A couple of quick thoughts.

If you assume a perfect sphere, then the radius of the Earth is 60·180/pi nautical miles. That's my favorite magic number: 3438. 

For your specific problem, the most important issue here is that the longitudes are nearly the same. This implies that you can already see the great circle path on a common globe. It's a line of longitude. And distance measured anywhere along that great circle is just difference in latitude. And this will also be nearly identical to the rhumbline distance (exactly identical if the difference in longitude is exactly zero). Even if we did not have this special case of nearly identical longitudes, the distance is short enough to guarantee that the great circle and the rhumbline path (and distance) are insignificantly different. As a rule of thumb (or a rhumb of thule in colder climes), if the distance is less than 1000 nautical miles, you can ignore the difference between great circles and rhumblines except at high latitudes.
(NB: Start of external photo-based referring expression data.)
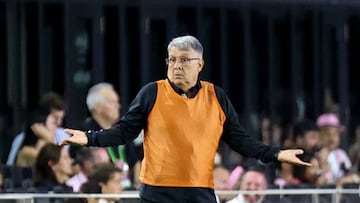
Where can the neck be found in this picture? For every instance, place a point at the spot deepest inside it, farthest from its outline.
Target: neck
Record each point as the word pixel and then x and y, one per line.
pixel 103 123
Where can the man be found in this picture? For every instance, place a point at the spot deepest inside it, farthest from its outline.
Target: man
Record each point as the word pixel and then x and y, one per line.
pixel 104 106
pixel 332 162
pixel 87 158
pixel 253 179
pixel 183 120
pixel 56 105
pixel 221 178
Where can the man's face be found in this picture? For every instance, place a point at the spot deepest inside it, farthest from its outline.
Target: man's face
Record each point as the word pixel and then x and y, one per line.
pixel 184 74
pixel 253 180
pixel 109 109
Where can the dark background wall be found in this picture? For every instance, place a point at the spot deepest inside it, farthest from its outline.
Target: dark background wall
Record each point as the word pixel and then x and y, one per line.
pixel 283 59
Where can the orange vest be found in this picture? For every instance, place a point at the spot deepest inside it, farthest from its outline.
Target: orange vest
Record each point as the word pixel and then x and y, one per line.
pixel 181 138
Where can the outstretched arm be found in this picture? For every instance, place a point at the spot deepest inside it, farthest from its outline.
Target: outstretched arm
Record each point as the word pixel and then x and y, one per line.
pixel 290 156
pixel 125 130
pixel 77 138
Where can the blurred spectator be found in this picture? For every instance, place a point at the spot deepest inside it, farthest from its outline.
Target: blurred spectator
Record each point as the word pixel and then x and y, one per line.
pixel 331 163
pixel 253 179
pixel 354 150
pixel 104 106
pixel 52 169
pixel 352 178
pixel 56 106
pixel 87 158
pixel 306 137
pixel 234 179
pixel 39 130
pixel 105 179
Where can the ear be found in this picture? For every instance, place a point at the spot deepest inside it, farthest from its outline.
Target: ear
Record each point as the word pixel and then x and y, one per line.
pixel 51 165
pixel 201 64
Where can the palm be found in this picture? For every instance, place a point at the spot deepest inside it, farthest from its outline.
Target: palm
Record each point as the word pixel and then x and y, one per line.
pixel 290 156
pixel 78 138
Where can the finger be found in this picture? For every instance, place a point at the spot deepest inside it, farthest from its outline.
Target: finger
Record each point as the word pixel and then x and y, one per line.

Suppose you could bore a tunnel that's a true straight line from Auckland to Wellington. It would not be practical, but just for a super-tech game, let's go with it. Let's make the train float on friction-less wheels or a magnetic field with no resistance. And --now getting really impractical-- let's evacuate the tunnel so that it is a hard vacuum ensuring no air resistance. The train sits at the station in Wellington. It is not level, of course, and is angled slightly downhill toward Auckland, held at the station by a hook. Now un-hook. It will fall, very slowly at first, down that shallow incline towards its destination. At the mid-point, it will gliding along at a pretty good clip, but after that it will start to rise uphill and the train will decelerate. And suddenly this is a classic physics 101 puzzler: will this unpowered train reach its destination? How long will it take to get there? And how long would it take if we dug the same straight tunnel to Honolulu instead? Spoiler: it arrives at the end point just as its speed drops to zero and the trip takes 45 minutes (which for deep and fascinating reasons) is half the orbital period of a satellite in LEO (Low Earth Orbit).

Frank Reed
PS: This train biz is off-topic (and we should wind that down within 24 hours) but the parts about great circles and rhumblines and 3438 and all that are reasonably on-topic, I think. :)